Dyskusja, czy on jest dobry, nie ma sensu. Jest, bo gra w Bundeslidze. Mówimy o typie piłkarza. Czasem, i nie mówię tu o Wichniarku, mamy do czynienia z napastnikiem, który czuje się dobrze w kontrach, ale nie możesz go użyć w linii pomocy. Czasem ktoś jest "biegającym" napastnikiem, którego można uruchomić jedną długą piłką. Jan Koller z Czech to z kolei typowy król pola karnego. Jak widać typy są różne. Chodzi o specyfikę. Nie mogę jednak zabrać pięciu czy sześciu napastników. Potrzebuję też ludzi do innych formacji.
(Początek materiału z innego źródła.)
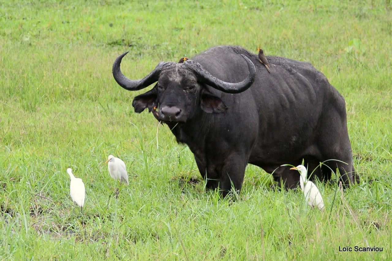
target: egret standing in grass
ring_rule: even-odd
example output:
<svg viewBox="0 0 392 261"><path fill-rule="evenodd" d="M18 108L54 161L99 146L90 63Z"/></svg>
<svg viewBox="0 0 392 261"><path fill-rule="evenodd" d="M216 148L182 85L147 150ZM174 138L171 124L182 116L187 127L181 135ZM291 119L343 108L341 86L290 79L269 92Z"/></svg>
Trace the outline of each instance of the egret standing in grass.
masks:
<svg viewBox="0 0 392 261"><path fill-rule="evenodd" d="M68 168L67 172L69 175L71 182L69 184L69 194L74 202L76 202L81 207L81 212L83 211L83 205L84 205L84 198L86 195L86 191L84 188L84 184L81 178L75 178L72 174L72 169Z"/></svg>
<svg viewBox="0 0 392 261"><path fill-rule="evenodd" d="M108 164L109 174L112 178L120 180L121 183L128 184L128 173L123 161L113 155L109 155L105 163Z"/></svg>
<svg viewBox="0 0 392 261"><path fill-rule="evenodd" d="M320 210L324 210L324 202L320 191L314 183L306 179L306 168L303 165L298 165L290 169L295 169L301 173L299 185L305 196L305 200L312 207L317 207Z"/></svg>

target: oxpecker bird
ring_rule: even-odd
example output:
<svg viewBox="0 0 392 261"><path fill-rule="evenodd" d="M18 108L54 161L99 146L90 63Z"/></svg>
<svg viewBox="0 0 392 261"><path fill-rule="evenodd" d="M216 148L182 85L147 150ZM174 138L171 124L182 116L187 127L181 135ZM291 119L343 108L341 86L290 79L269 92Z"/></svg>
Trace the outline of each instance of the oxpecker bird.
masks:
<svg viewBox="0 0 392 261"><path fill-rule="evenodd" d="M301 173L299 185L305 196L305 200L312 207L317 207L320 210L324 210L324 202L320 191L314 183L306 179L306 168L303 165L298 165L290 169L296 170Z"/></svg>
<svg viewBox="0 0 392 261"><path fill-rule="evenodd" d="M109 155L105 163L108 164L107 168L109 170L109 174L112 178L118 180L122 183L126 183L127 185L128 184L128 173L123 161L113 155Z"/></svg>
<svg viewBox="0 0 392 261"><path fill-rule="evenodd" d="M257 50L259 51L259 61L260 61L260 63L264 65L265 68L267 68L268 72L271 73L271 70L269 68L269 64L268 63L268 61L267 60L265 56L264 55L264 52L263 52L263 49L258 48Z"/></svg>
<svg viewBox="0 0 392 261"><path fill-rule="evenodd" d="M81 178L75 178L72 173L72 169L68 168L67 172L69 175L71 182L69 184L69 194L74 202L76 202L81 208L81 212L83 211L83 205L84 205L84 198L86 195L86 191L84 188L84 184Z"/></svg>
<svg viewBox="0 0 392 261"><path fill-rule="evenodd" d="M186 57L183 57L180 59L180 61L178 61L178 63L182 63L187 59L188 58Z"/></svg>

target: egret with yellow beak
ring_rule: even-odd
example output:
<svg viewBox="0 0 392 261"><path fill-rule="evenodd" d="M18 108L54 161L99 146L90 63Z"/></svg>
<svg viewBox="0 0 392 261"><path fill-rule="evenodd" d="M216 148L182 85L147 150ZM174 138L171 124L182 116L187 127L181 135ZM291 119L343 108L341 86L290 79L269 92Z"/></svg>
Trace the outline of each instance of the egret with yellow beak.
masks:
<svg viewBox="0 0 392 261"><path fill-rule="evenodd" d="M122 183L128 184L128 173L123 161L113 155L109 155L105 163L108 164L109 174L112 178L120 180Z"/></svg>
<svg viewBox="0 0 392 261"><path fill-rule="evenodd" d="M298 170L301 173L299 185L305 196L308 205L312 207L317 207L320 210L324 210L324 202L320 191L314 183L306 179L306 168L303 165L298 165L290 169Z"/></svg>
<svg viewBox="0 0 392 261"><path fill-rule="evenodd" d="M84 198L86 195L86 191L84 188L84 184L81 178L75 178L72 173L72 169L68 168L67 172L71 179L69 184L69 194L74 202L76 202L81 208L81 212L83 211L83 206L84 205Z"/></svg>

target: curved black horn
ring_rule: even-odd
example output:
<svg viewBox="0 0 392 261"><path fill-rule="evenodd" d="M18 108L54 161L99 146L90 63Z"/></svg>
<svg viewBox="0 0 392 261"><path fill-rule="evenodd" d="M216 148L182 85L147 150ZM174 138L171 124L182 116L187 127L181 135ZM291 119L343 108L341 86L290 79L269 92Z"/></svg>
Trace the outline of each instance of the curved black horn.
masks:
<svg viewBox="0 0 392 261"><path fill-rule="evenodd" d="M120 69L121 60L123 57L128 52L125 52L116 58L113 64L112 72L113 73L113 77L114 77L117 83L121 87L129 91L137 91L152 84L158 80L158 77L159 77L161 71L168 66L172 65L172 64L174 63L161 62L158 64L154 70L141 80L131 80L125 77L121 72Z"/></svg>
<svg viewBox="0 0 392 261"><path fill-rule="evenodd" d="M192 60L187 60L184 63L187 67L198 75L209 85L225 92L237 94L246 90L250 87L254 81L254 77L256 75L256 68L253 63L243 54L241 54L241 56L245 59L248 64L249 73L246 78L239 83L227 83L220 80L204 70L200 63Z"/></svg>

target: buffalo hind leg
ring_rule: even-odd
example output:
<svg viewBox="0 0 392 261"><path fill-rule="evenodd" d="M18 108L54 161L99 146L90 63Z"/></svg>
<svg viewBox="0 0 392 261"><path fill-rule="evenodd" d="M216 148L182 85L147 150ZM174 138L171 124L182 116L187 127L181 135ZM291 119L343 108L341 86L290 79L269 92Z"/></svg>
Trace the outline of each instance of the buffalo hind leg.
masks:
<svg viewBox="0 0 392 261"><path fill-rule="evenodd" d="M300 162L298 162L292 165L296 166L300 164ZM279 167L272 174L274 180L279 184L282 182L286 190L295 189L299 184L299 173L298 171L290 169L291 167L291 166Z"/></svg>
<svg viewBox="0 0 392 261"><path fill-rule="evenodd" d="M339 180L346 187L358 184L359 183L359 178L353 166L352 161L347 160L348 162L343 161L340 162L336 160L328 160L324 163L332 169L335 173L336 169L339 171L340 177ZM328 168L328 169L329 169Z"/></svg>

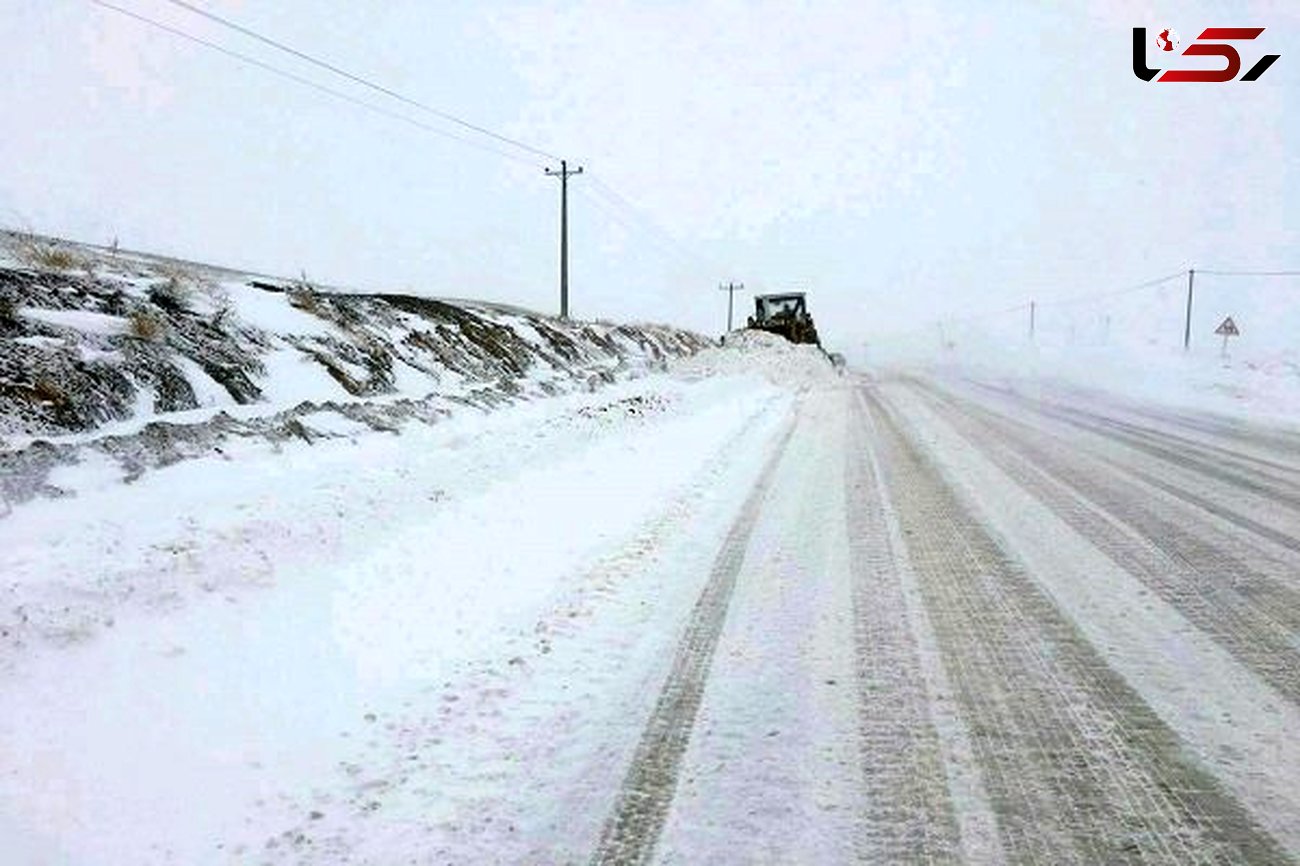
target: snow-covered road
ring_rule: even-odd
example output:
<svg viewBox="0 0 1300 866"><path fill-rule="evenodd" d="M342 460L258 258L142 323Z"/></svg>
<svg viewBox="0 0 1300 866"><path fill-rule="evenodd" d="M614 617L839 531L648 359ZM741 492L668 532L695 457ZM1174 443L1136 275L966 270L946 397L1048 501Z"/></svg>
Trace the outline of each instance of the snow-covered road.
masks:
<svg viewBox="0 0 1300 866"><path fill-rule="evenodd" d="M656 376L75 505L0 523L5 862L1300 858L1292 432Z"/></svg>

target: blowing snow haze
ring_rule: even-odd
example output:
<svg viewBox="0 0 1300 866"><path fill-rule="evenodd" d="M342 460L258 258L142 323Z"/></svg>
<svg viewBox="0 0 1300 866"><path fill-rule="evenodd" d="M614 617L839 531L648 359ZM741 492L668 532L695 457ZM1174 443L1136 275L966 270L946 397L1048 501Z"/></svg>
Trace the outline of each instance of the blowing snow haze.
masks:
<svg viewBox="0 0 1300 866"><path fill-rule="evenodd" d="M166 0L120 5L523 161L90 1L9 0L4 222L555 307L554 160ZM581 316L716 333L715 287L742 280L809 291L828 343L852 347L1188 265L1295 263L1294 4L1187 3L1169 22L1127 3L200 5L584 165L571 202ZM1225 21L1265 26L1282 61L1251 85L1132 74L1132 27L1154 42L1173 25L1186 44Z"/></svg>
<svg viewBox="0 0 1300 866"><path fill-rule="evenodd" d="M1295 0L0 5L3 866L1300 863Z"/></svg>

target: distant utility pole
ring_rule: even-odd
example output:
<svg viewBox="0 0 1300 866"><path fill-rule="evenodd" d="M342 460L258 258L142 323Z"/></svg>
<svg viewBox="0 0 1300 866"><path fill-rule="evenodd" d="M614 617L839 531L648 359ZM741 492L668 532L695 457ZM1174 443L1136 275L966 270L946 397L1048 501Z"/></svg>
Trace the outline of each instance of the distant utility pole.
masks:
<svg viewBox="0 0 1300 866"><path fill-rule="evenodd" d="M568 319L568 178L581 174L582 166L571 170L568 161L560 160L560 170L546 173L560 179L560 319Z"/></svg>
<svg viewBox="0 0 1300 866"><path fill-rule="evenodd" d="M718 286L720 291L727 293L727 333L731 333L731 313L732 313L732 300L737 291L745 291L744 282L728 282L725 286Z"/></svg>

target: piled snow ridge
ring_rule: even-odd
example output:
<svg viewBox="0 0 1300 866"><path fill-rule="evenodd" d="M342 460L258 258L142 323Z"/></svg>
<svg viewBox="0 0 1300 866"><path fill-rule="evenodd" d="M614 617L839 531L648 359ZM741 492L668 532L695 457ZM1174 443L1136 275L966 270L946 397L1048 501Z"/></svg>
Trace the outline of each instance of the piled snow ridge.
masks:
<svg viewBox="0 0 1300 866"><path fill-rule="evenodd" d="M60 495L51 471L83 458L131 479L233 437L396 430L590 391L707 345L0 234L0 514Z"/></svg>
<svg viewBox="0 0 1300 866"><path fill-rule="evenodd" d="M838 380L829 358L818 346L796 345L762 330L732 332L722 346L675 359L668 369L686 378L758 374L794 390Z"/></svg>

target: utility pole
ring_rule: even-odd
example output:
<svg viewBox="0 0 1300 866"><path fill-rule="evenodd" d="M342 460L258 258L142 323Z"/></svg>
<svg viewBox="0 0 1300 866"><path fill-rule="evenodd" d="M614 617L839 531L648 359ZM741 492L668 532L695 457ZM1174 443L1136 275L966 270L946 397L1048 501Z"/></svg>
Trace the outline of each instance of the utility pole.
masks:
<svg viewBox="0 0 1300 866"><path fill-rule="evenodd" d="M731 315L732 315L732 299L736 296L737 291L745 290L744 282L728 282L725 286L719 285L720 291L727 293L727 333L731 333Z"/></svg>
<svg viewBox="0 0 1300 866"><path fill-rule="evenodd" d="M582 166L571 170L568 161L560 160L560 170L546 173L560 179L560 319L568 319L568 178L581 174Z"/></svg>

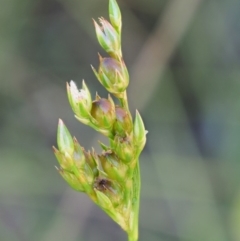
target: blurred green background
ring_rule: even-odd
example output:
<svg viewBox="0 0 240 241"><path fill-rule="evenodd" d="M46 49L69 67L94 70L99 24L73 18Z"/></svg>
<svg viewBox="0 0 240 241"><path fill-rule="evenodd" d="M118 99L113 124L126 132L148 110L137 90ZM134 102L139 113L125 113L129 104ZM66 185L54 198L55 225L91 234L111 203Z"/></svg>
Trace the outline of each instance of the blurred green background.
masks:
<svg viewBox="0 0 240 241"><path fill-rule="evenodd" d="M66 81L100 52L92 19L107 0L0 0L0 240L126 240L56 172L61 117L79 142ZM140 239L240 240L240 1L119 0L131 110L149 131L141 156Z"/></svg>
Da pan więc Wichniarkowi jeszcze jedną szansę?

Myślę, że tak.

Dwaj poprzedni trenerzy reprezentacji stosowali skrajne metody selekcji. Paweł Janas odstrzelił kluczowych graczy tuż przed niemieckim mundialem. Jerzy Engel zamknął selekcję na pół roku przed mistrzostwami świata w Azji. Jaka jest pana filozofia?

Przede wszystkim taka, że nie interesuje mnie to, co działo się w przeszłości. Wiem, co mam robić. W końcówce marca, po meczu towarzyskim z USA, zrobię listę, na której znajdą się nazwiska około trzydziestu piłkarzy. Poinformuję ich, że są na tej liście wstępnej. Na początku maja wyłonię z tego dwudziestu trzech graczy. Tych trzydziestu piłkarzy mam już w głowie. Wiem, czego chcę.

W Polsce czuje się pan coraz lepiej. Podobno po konkursie skoków w Zakopanem pojechał pan w Tatry i był zachwycony, zwłaszcza Morskim Okiem.

Kocham nie tylko polskie góry, uwielbiam po prostu góry. Lubię przyrodę. To była moja pierwsza wizyta na południu Polski i byłem pod wrażeniem Tatr, ponieważ to, co zobaczyłem, było przepiękne.